South Asian countries collect exceptionally low levels of tax revenue and have significant public spending needs to reduce poverty and enhance growth. Afghanistan, Bangladesh, Bhutan, India, Maldives, Pakistan and Sri Lanka are consistent underperformers in achieving the Millennium Development Goals and the governments in the region really need to build up infrastructure and improve social service provision—such as education and health.
The average revenue collection in the region ranges from 10 and 15 percent of Gross Domestic Product (GDP), compared to an average of 20 percent in comparable developing countries, and —excluding Maldives and Bhutan— even higher rates in more developed countries.
This fact is even more significant when seen against the acute need for productive government spending required to reduce poverty and enhance growth.
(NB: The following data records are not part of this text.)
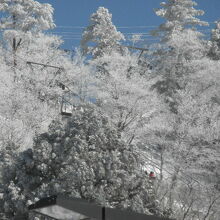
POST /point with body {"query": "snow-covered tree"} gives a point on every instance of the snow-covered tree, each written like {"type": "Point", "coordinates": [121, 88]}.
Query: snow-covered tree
{"type": "Point", "coordinates": [82, 158]}
{"type": "Point", "coordinates": [21, 20]}
{"type": "Point", "coordinates": [124, 93]}
{"type": "Point", "coordinates": [180, 44]}
{"type": "Point", "coordinates": [179, 15]}
{"type": "Point", "coordinates": [101, 34]}
{"type": "Point", "coordinates": [214, 52]}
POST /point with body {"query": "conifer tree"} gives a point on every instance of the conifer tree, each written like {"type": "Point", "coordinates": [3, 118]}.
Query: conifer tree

The average per capita income of the eight countries is US $1,300 as compared with, say, the average of East and South East Asia of more than $4,200 with almost half of the world’s poor living in South Asia (US $1.25 a day).
To improve public services and infrastructure, a significant increase in fiscal spending will be required. Yet, fiscal resources of most South Asian countries are limited, and social and infrastructure spending remains much lower than in other countries—and much less than needed. Additional borrowing to address high expenditure needs is a nonstarter because of the already high debt levels in South Asian countries.
Of course, one might argue that revenue levels are affected by the economy’s structures and that if structural differences are accounted for, South Asian countries may not be such poor revenue performers. For example, on average they have lower per capita income, higher agricultural shares of GDP, and lower international trade than most regions of the world —all of which likely reduce revenue collection. But they have lower revenue collection than countries in the rest of the world—even after income levels and economic structures are taken into account.